The Court Government and PCEC’s backers highlight benefits to WA and Perth, claiming “an economic impact of $2.2 billion over the first 10 years”. Good intentions.

Only time will tell if they’re realised. It’s worth recalling that financial advisers during the pre-Court WA Inc years weren’t crash-hot forecasters.

Equally significant are the hardly highlighted aesthetic and broader planning outcomes of the huge CBD river frontage aircraft hangar-like structure below Kings Park that roughly covers 20 quarter-acre blocks with a crayfish claw-shaped structure at one end. Interestingly, in 1999 former Planning Minister Graham Kierath convened a committee, the Vision for Perth in 2029 Group.

One member, Professor George Seddon, author of several books about the Swan River, gave a timely reminder on maximizing river access in one of the 2029 Group’s publications.

He said Perth was essentially a service city for WA’s mining and rural sectors and would continue prospering so long as the state can produce and export what the world needs, something an average Sandgroper has limited direct control over.

“So I suggest we get on with the things that do lie within our powers,” Professor Seddon wrote.

“One is the relations between the central city and the river.

“This is an asset that we still have not used to its full potential – and the attractiveness of a city has a bearing on its capacity to attract investment, as well, of course.”

He said that a decade ago Perth City Council and the Lawrence Government launched an international competition on how best to develop the CBD’s river foreshore.

“The winning entry from Carr Sandell of Boston addressed the major problems successfully except that although it won a fair degree of public support it also generated a fair degree of controversy,” he continued. “One principal feature was that traffic flow was reversed on Barrack and William Streets.
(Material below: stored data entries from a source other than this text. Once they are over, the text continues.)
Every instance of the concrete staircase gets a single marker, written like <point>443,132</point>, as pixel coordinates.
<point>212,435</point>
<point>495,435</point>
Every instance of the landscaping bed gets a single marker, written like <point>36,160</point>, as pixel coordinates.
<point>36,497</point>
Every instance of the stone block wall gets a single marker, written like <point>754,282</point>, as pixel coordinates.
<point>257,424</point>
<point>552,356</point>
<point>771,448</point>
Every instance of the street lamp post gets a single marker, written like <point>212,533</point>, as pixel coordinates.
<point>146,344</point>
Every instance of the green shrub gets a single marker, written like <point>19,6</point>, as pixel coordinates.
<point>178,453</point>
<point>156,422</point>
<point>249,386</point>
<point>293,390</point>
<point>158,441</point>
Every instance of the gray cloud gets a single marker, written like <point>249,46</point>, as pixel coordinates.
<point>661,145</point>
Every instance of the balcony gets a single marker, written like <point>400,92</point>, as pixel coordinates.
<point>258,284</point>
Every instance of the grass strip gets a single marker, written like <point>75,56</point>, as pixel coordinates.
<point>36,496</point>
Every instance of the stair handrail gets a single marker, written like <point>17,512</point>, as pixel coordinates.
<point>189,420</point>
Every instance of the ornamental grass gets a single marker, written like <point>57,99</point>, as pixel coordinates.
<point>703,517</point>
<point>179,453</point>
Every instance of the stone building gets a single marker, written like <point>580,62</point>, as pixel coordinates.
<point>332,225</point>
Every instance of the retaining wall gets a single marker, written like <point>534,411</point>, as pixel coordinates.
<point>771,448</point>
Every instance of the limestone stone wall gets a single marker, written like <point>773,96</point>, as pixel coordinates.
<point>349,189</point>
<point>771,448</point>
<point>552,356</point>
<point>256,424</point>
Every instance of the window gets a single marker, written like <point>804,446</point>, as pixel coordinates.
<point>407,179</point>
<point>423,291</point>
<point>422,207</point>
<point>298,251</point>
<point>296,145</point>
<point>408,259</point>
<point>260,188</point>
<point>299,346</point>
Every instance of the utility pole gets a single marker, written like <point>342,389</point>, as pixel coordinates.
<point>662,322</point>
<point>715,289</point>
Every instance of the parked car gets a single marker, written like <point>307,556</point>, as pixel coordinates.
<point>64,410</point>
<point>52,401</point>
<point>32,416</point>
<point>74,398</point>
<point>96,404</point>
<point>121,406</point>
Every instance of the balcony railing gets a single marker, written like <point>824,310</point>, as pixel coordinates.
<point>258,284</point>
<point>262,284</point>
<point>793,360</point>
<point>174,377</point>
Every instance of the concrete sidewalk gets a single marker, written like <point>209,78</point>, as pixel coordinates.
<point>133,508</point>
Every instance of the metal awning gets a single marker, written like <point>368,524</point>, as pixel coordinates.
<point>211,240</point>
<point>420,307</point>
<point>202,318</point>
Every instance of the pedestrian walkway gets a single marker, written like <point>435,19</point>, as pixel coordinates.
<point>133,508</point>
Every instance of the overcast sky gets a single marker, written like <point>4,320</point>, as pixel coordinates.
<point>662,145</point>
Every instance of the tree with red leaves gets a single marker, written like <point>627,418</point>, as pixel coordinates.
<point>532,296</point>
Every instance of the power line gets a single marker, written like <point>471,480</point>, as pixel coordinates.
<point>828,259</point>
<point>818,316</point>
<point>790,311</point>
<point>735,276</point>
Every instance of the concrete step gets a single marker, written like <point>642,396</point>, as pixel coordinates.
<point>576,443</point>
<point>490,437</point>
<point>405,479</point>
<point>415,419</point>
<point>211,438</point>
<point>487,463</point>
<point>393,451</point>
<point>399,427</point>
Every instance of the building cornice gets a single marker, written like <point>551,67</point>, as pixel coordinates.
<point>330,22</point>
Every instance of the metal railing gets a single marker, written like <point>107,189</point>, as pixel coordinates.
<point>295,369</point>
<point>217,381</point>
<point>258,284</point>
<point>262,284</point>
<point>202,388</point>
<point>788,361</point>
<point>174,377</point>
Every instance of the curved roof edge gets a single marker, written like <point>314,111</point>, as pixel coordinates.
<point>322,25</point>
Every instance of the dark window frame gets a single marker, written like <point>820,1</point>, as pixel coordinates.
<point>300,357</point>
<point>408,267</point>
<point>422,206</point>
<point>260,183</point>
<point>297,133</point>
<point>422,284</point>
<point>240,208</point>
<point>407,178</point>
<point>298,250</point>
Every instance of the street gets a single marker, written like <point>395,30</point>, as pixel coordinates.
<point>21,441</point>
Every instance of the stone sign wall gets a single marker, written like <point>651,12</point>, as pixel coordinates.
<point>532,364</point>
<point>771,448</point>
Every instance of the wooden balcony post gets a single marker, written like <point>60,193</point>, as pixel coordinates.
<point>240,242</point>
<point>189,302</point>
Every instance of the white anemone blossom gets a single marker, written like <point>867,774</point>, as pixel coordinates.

Traffic flowing on Barrack could then enter the freeway network, and the entry ramp from William Street could be demolished.

“Whether or not this were ever to be implemented it was a brilliant insight into several problems: the ramp is highly obtrusive to river views, and when demolished Carr Sandell proposed subdividing and selling the [No.2] car park from Spring to William Streets for city buildings. This would immediately achieve two objectives: generate the funds that would pay for most of the other proposed work and literally bring people closer to the river.

“The old shoreline (the Esplanade) is in fact as much a psychological barrier as a physical one.”

A hangar-like PCEC means not ridding Perth of the “highly obtrusive” William Street ramp for another 40 or so years.

A hangar-like PCEC means access to the river at the CBD’s western end will be blocked for that long.

A hangar-like PCEC also means the $75 million No.2 car park site cannot become derivable income for taxpayers for that long: instead adding to a $210 million taxpayer subsidy to Multiplex’s consortium.

Let’s hope it’s not too late to remedy these extremely costly and visually obtrusive moves by relocating the planned hangar-like PCEC well away from the CBD’s foreshore.

Let’s hope Planning and Infrastructure Minister Alannah MacTiernan has the vision and courage to save Perth’s CBD from this aesthetically inappropriate structure, and taxpayers from a financially onerous deal.